Hackers around the world are always trying a new and creative approach to get the desired result. In a lot of cases, the hack job itself requires a sophisticated approach. One group of culprits successfully stole 500MB of NASA’s mission data by using a Raspberry Pi. A very interesting, albeit somewhat disturbing development which warrants some clarification.
The Raspberry Pi NASA Hack
To put everything in its proper perspective first and foremost, the target of the hack is NASA’s Jet Propulsion laboratory. That doesn’t make this incident any less worth taking note of, however, as hackers still managed to obtain 500MB of data related to the agency’s missions. That in itself is the worrisome aspect regarding this hack, albeit it remains to be seen how this information will be used exactly.
With this incident taking place in 2018, it took quite an investigation to uncover what had gone down exactly. It appears the hackers used a Raspberry Pi, which is one of the cheapest and most accessible small computers on the market today. Whereas most people use this device for home media purpose, some people try to pursue completely different angles, for rather obvious reasons.
In April of 2018, NASA records indicated an external user account had been compromised. This user account was then used to access mission information and steal the associated data. This account access was established by using a Raspberry Pi to connect to the Jet Propulsion Laboratory’s network. It appears the lab’s network suffered from a few security vulnerabilities which could be leveraged by the culprit.
It is believed a total of 23 files were obtained during this process. While it seems unlikely the person responsible for this hack will cause any major havoc with the data itself, there are some key details regarding the Mars Science Laboratory Mission included. It is a bit unclear why this specific data was stolen or how it will be used exactly.
This incident also had some rather interesting consequences. At one point, the Johnson Space Center disconnected from the JPL’s gateway altogether as the risk of getting compromised was too great. It was a premature course of action, albeit the decision can easily be justified in the long run. As such, one now has to wonder if all of these security holes have been or will be addressed properly.

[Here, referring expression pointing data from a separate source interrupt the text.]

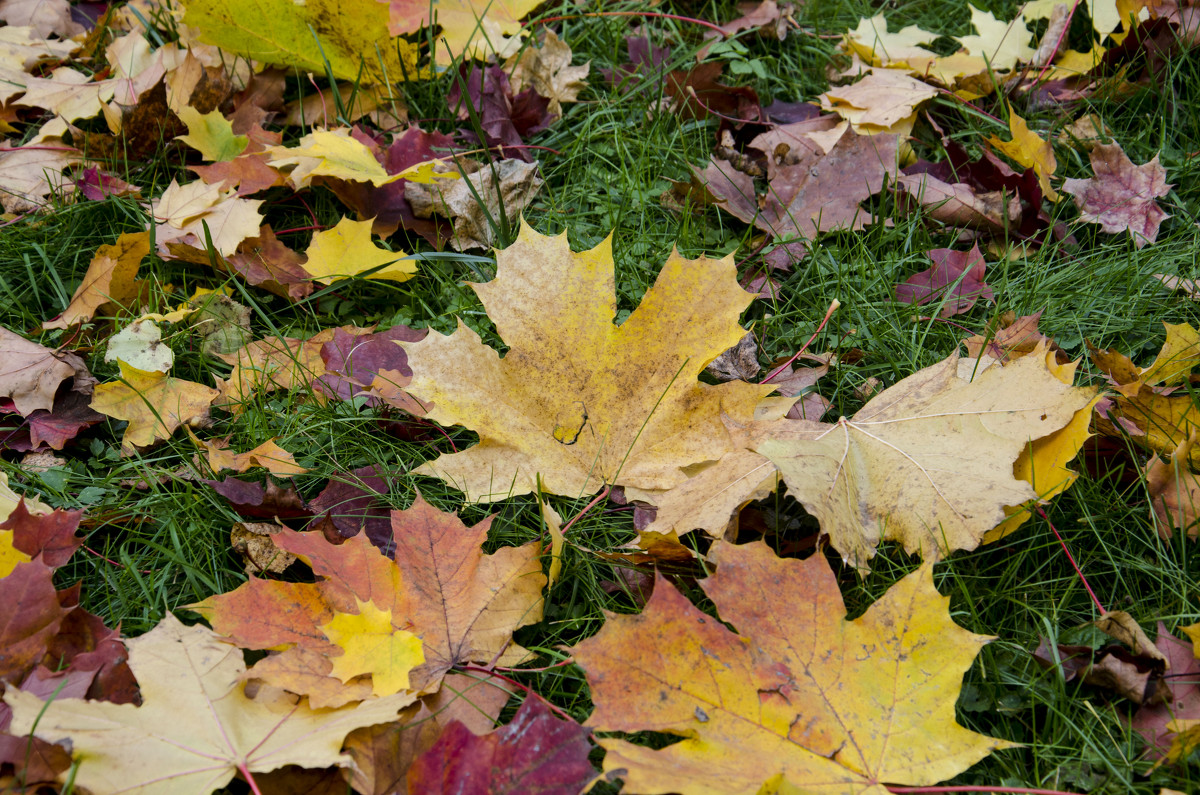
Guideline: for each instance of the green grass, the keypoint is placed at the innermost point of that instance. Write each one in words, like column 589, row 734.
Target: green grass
column 156, row 549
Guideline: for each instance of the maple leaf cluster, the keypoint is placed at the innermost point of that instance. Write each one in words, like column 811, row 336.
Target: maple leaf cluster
column 381, row 667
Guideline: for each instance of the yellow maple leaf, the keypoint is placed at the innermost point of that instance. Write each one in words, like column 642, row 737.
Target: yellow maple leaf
column 799, row 700
column 873, row 41
column 211, row 135
column 347, row 251
column 585, row 401
column 196, row 727
column 183, row 213
column 469, row 28
column 1030, row 150
column 154, row 404
column 1002, row 43
column 372, row 645
column 927, row 462
column 329, row 153
column 347, row 36
column 111, row 279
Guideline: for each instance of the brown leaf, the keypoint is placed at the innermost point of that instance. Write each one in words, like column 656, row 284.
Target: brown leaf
column 111, row 279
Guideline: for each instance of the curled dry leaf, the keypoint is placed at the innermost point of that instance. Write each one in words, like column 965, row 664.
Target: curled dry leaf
column 588, row 402
column 153, row 402
column 1121, row 196
column 874, row 697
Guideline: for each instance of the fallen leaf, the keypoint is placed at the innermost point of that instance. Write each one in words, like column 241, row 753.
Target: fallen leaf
column 1156, row 722
column 1031, row 151
column 639, row 424
column 873, row 41
column 346, row 251
column 196, row 211
column 387, row 204
column 1003, row 45
column 1121, row 196
column 819, row 192
column 769, row 18
column 139, row 345
column 802, row 698
column 190, row 671
column 31, row 374
column 955, row 281
column 547, row 70
column 111, row 279
column 153, row 402
column 461, row 603
column 1110, row 668
column 252, row 541
column 534, row 753
column 268, row 455
column 1174, row 491
column 372, row 645
column 927, row 462
column 211, row 135
column 479, row 203
column 879, row 101
column 348, row 36
column 471, row 29
column 384, row 753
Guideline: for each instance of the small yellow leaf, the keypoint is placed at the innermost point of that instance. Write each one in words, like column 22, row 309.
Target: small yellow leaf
column 347, row 250
column 1030, row 150
column 375, row 646
column 10, row 556
column 211, row 135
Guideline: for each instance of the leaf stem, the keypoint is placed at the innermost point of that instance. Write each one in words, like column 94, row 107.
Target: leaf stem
column 1072, row 559
column 833, row 308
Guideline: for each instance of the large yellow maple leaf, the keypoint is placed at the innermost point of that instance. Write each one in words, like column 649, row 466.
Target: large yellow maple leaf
column 196, row 728
column 579, row 401
column 799, row 700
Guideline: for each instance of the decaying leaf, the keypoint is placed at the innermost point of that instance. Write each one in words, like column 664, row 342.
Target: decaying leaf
column 1121, row 196
column 30, row 374
column 505, row 189
column 111, row 279
column 461, row 603
column 801, row 699
column 955, row 281
column 190, row 673
column 347, row 251
column 534, row 753
column 588, row 402
column 346, row 35
column 927, row 462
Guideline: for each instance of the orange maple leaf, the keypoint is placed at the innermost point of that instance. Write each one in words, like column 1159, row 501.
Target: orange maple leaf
column 801, row 700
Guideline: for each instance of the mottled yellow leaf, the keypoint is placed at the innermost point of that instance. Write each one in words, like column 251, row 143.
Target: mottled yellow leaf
column 153, row 402
column 372, row 645
column 579, row 400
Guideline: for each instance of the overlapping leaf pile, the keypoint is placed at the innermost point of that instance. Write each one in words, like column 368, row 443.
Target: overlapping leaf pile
column 379, row 655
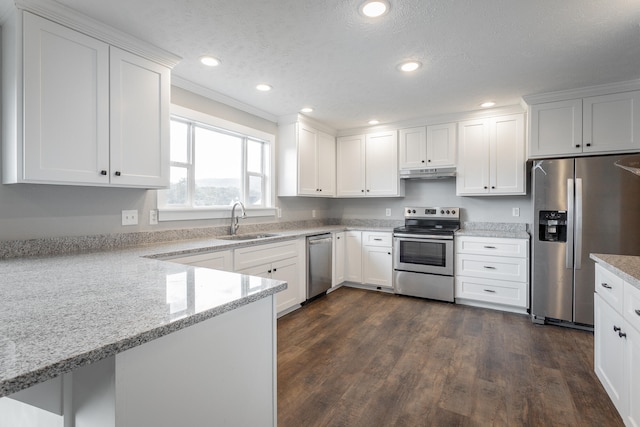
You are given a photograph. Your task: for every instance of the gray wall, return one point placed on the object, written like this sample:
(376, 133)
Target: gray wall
(37, 211)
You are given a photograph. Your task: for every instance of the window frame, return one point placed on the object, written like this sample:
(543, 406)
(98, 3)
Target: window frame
(191, 212)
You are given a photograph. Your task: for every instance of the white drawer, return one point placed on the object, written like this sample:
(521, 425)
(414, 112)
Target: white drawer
(371, 238)
(264, 254)
(632, 305)
(500, 268)
(492, 246)
(499, 292)
(610, 287)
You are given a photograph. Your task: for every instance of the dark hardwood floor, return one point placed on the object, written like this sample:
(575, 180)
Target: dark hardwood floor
(364, 358)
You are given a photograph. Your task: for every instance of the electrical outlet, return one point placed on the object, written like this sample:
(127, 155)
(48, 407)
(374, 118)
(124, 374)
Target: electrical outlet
(153, 217)
(130, 217)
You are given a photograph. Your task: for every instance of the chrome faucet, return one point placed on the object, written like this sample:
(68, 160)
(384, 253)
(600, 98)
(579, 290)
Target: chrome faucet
(234, 218)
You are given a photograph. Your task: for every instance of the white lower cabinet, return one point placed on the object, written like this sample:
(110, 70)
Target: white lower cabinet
(617, 347)
(280, 261)
(492, 272)
(339, 259)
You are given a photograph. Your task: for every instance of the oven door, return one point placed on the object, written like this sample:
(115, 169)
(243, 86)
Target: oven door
(423, 255)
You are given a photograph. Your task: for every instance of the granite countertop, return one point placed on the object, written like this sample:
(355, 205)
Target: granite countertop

So far, that does not appear to be the case just yet. In the released audit report, it clearly states how JPL’s systems still have critical vulnerabilities which need to be resolved accordingly. How and when that will be taken care of exactly, is difficult to predict at this point. It is evident hackers will take interest in this report as well, primarily because there is now a precedent for infiltrating critical systems through very cheap devices.